5. Change Your Towels and Pillowcases
Something you might not think about is what else touches your face daily, like towels and pillowcases. To reduce the chances of irritation and sensitivity, it’s a really smart idea to avoid washing these items with strong detergents and bleaches.
Instead, opt for natural and unscented laundry products. You also want to change your towels and pillowcases frequently to avoid the presence and spread of bacteria, which only make your acne worse.
As with everything health- and beauty-related, stress only makes things worse. Find ways to decrease stress in your life because stress can cause your body to release hormones that only make acne worse. The more you relax, the better your skin will be. Try natural stress relievers to help improve your skin.
Getting proper sleep on a nightly basis can help improve your overall health, including balancing hormone levels and decreasing the inflammation associated with cystic acne. You also give your cystic acne uninterrupted time to heal.
Regular physical activity is excellent for the body’s lymphatic system and detoxifying your entire body. It’s also excellent for your mood and self-esteem, which tend to both take a dip when you’re fighting cystic acne.
Cystic Acne vs. Rosacea
- Acne and rosacea are two of the most widespread dermatological conditions.
- It can be difficult to tell the difference between rosacea and acne.
- In the earliest phases of rosacea, the patient may notice gradual reddening of the skin, often mistaking these changes for acne, sunburn or dermatitis.
- The two disorders may be especially confused when the term “acne rosacea” is used, a phrase that was once frequently used to describe what’s now known as subtype 2 (papulopustular) rosacea, which may include bumps and pimples that appear similar to acne.
- Rosacea is a chronic disorder that occurs primarily in the central portion of the face and usually includes redness, flushing and blushing, and bumps (papules) and pimples (pustules). Rosacea can also involve the eyes and even a bulbous nose.
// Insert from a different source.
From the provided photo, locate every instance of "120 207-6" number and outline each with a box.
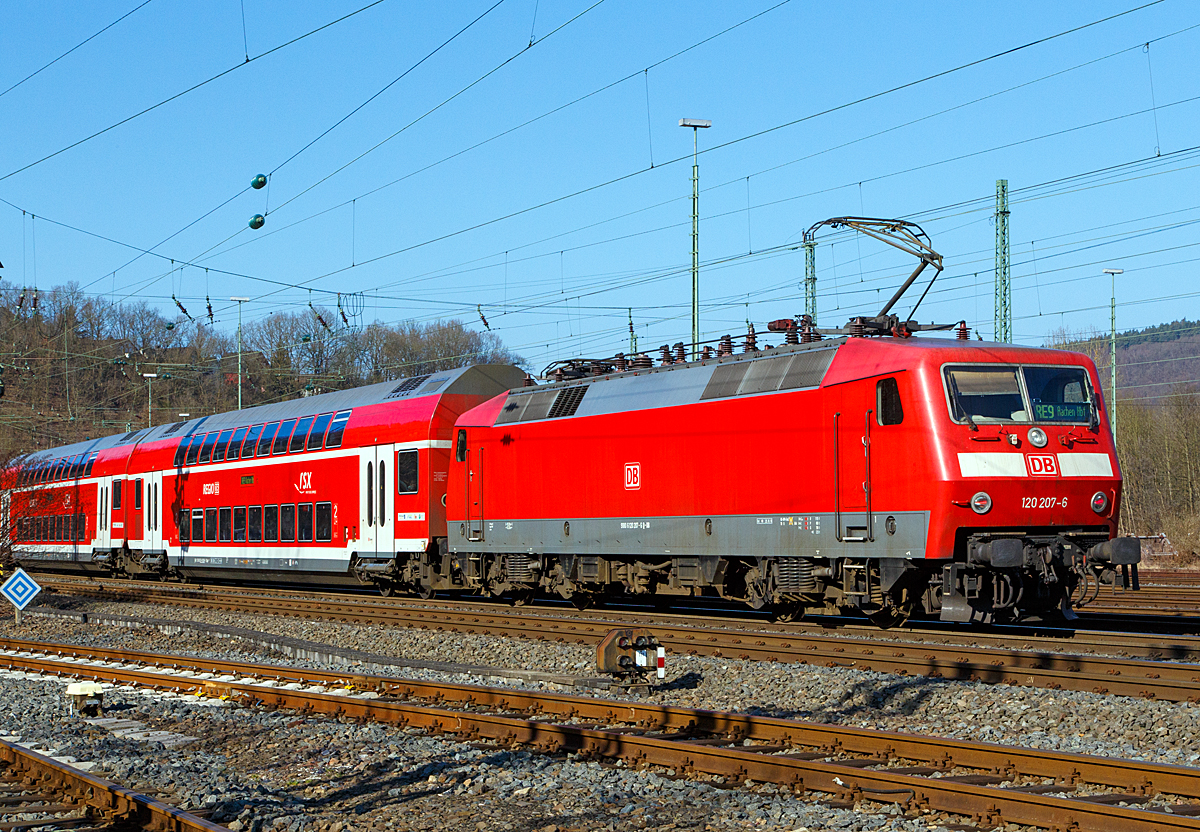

- Though both conditions may involve bumps and pimples, the causes and biochemical processes are different for each. Cystic acne is a product of many factors, involving the hair follicles, hormonal stimulation of oil gland cells and bacteria. On the other hand, recent research has found that rosacea appears to be linked to a dysfunction of the body’s natural immune system and should thus be treated with anti-inflammatory agents rather than antibacterial agents.
- Cystic acne predominantly affects teenage boys and young men in their 20s (as well as women with hormonal issues), while rosacea predominantly affects women of northern or eastern European descent, especially those who are blond and fair-skinned. With rosacea, women ages 20 to 60 are the predominant epidemiological group.
- Approximately half of all people with rosacea develop eye involvement, called ocular rosacea, with chronic tearing and eye dryness, a gritty sensation within the eye, flaking at the base of the eyelashes (called blepharitis), and recurring sties.
- An anti-inflammatory diet can help both cystic acne and rosacea. Also, changing your diet to remove any allergens, sensitivities or common gut irritants can help both problems.
- People who are predisposed to acne or rosacea can experience flares as a result of a shift in gut bacteria and subsequent inflammation.
- Healthy signals produced by probiotics can stop skin cells from sending “attack” messages to the immune system that result in flare-ups of acne or rosacea.
- Cystic acne is an intense form of acne that results in large, inflamed cysts and nodules that appear on the skin. It can be really challenging to manage, especially when it starts to take a toll on your mood and self-esteem.
- Treatment options usually begin with a trip to the dermatologist. However, medicine for cystic acne can include serious side effects.
- Consider the various natural remedies that include diet and supplementation; also check out the various skin care and lifestyle tips.